Non è facile fare fronte all’attuale ondata di migranti, ma certo la gestione dei confini oggi non è all’altezza. Finché non avremo un vero controllo delle frontiere, finché non ci sarà solidarietà con i paesi in prima linea come l’Italia o la Grecia, finché non ci sarà una politica comune dell’asilo politico, non saremo in grado di rispondere a questa sfida.
Cosa pensa dell’accordo per il governo di coalizione raggiunto in Germania?
Un passo positivo, perché per il rilancio del progetto europeo, per far sì che i popoli si sentano di nuovo ascoltati dalle istituzioni europee e che queste possano mutare in tale direzione, per raggiungere tutti questi obiettivi non si può fare a meno della stabilità a Berlino.
In campagna elettorale in Italia si discute molto di immigrazione, tra politiche di accoglienza e di integrazione. Cosa insegna la situazione francese su questo punto?
Forse siamo noi francesi a dover trarre lezioni dalla situazione italiana (sorride Valls, ndr). In linea generale, dobbiamo essere capaci di accogliere e farlo attraverso un criterio che è quello dell’asilo politico. Non bisogna poi dimenticare l’integrazione, innanzitutto attraverso l’apprendimento della lingua, dei valori come la democrazia, l’uguaglianza tra uomo e donna, il ruolo della religione in uno Stato laico… Tutto ciò richiederà del tempo e sicuramente richiederà di mettere da parte ogni demagogia.
Lei è stato premier durante gli attacchi più letali del terrorismo islamico in Francia. Disse ai suoi concittadini che avrebbero dovuto convivere col terrorismo, ma anche alla fine voi avreste vinto. A che punto è oggi la Francia nella lotta al terrore?
È vero che i francesi hanno fronteggiato il terrorismo ed è vero che il problema è ancora di fronte a noi, perché lo Stato islamico cambia forma e perché nel nostro paese abbiamo decine di migliaia di persone – sia dentro le prigioni sia fuori da esse – che si sono radicalizzate. Dunque dobbiamo ancora vincere con i nostri valori della democrazia, della legalità, del rispetto.
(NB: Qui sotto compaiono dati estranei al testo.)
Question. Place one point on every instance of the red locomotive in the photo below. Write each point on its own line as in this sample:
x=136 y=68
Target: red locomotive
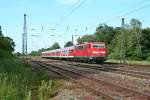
x=86 y=52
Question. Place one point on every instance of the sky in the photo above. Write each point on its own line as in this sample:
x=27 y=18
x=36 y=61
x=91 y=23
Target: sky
x=47 y=20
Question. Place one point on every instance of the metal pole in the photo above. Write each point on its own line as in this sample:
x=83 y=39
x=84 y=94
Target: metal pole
x=0 y=30
x=24 y=50
x=123 y=42
x=72 y=39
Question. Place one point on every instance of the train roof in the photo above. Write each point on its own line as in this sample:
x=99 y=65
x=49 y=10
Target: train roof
x=70 y=48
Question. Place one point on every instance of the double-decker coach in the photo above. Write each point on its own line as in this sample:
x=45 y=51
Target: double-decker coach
x=85 y=52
Dobbiamo vincere la battaglia contro l’islamismo, aiutare i musulmani in Francia e in Europa a liberarsi dell’islam radicale.
Come si sostiene quello che lei una volta ha chiamato “l’islam dei lumi”?
Dicendo innanzitutto che oggi l’islam è una religione francese ed europea. E di conseguenza noi dobbiamo appoggiarci agli intellettuali, agli accademici, chiedendo ai musulmani di essere molto chiari: allontanino tutti coloro che assumono una visione religiosa e fondamentalista della società, tutti coloro secondo i quali la sharia si applica al posto della legge statale, tutti coloro che non hanno posizioni chiare sulla condizione delle donne. Infine anche insegnando questo islam riformato, formando gli imam europei.